Riswan mengajak semua pihak untuk menanggalkan ego sektoral dan membuka ruang dialog yang jujur dan terbuka.
“Bahas masa depan Sofifi tanpa menghapus sejarah siapa kita. Jangan sampai ada pihak yang merasa dilangkahi, apalagi dilukai. Ini bukan soal siapa menang, tapi bagaimana semua bisa merasa dihargai,” tambahnya.
FORMAPAS juga mengusulkan pembentukan Tim Perumus Bersama, yang terdiri dari unsur pemerintah pusat, Pemprov Malut, DPRD, Kesultanan Tidore, tokoh masyarakat Oba, dan para akademisi, guna merancang format kelembagaan baru yang adil dan akomodatif bagi semua pihak.
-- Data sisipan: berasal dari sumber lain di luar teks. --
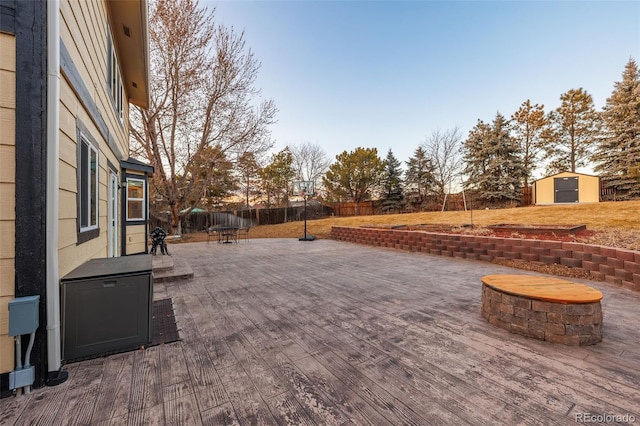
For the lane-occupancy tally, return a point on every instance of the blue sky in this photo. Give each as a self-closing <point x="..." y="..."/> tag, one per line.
<point x="386" y="74"/>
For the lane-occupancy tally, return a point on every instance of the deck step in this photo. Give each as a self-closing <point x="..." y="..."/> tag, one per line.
<point x="162" y="263"/>
<point x="179" y="270"/>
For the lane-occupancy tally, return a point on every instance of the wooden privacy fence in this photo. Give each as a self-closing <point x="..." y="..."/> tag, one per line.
<point x="196" y="222"/>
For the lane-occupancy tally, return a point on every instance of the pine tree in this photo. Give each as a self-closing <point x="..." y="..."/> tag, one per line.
<point x="618" y="154"/>
<point x="393" y="196"/>
<point x="494" y="162"/>
<point x="419" y="180"/>
<point x="354" y="176"/>
<point x="530" y="129"/>
<point x="575" y="129"/>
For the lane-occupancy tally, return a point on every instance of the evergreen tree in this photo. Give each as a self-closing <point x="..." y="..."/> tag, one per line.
<point x="248" y="175"/>
<point x="393" y="193"/>
<point x="494" y="162"/>
<point x="618" y="153"/>
<point x="530" y="129"/>
<point x="419" y="180"/>
<point x="354" y="175"/>
<point x="575" y="129"/>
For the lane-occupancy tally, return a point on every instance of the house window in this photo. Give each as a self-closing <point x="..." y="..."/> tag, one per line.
<point x="88" y="186"/>
<point x="114" y="79"/>
<point x="135" y="199"/>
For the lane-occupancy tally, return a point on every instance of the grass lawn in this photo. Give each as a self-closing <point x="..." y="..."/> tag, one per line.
<point x="617" y="223"/>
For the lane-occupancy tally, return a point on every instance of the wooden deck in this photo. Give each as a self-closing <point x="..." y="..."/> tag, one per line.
<point x="289" y="332"/>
Di tengah kemelut ini, Gubernur Maluku Utara Sherly berada di persimpangan yang tak mudah. Ia dituntut hadir sebagai penengah yang adil—bukan hanya mengakomodasi kepentingan administratif pemerintah pusat, tetapi juga menjaga identitas kultural masyarakat adat.
FORMAPAS menegaskan, jika elit politik hanya sibuk membangun narasi untuk kepentingan pribadi atau golongan, maka masyarakatlah yang akan menjadi korban sesungguhnya.
“Jangan biarkan Sofifi jadi korban eksperimen politik. Jangan jadikan rakyat alat pertempuran wacana. Mari duduk bersama, demi masa depan yang lebih bermartabat,” pungkas Riswan Sanun.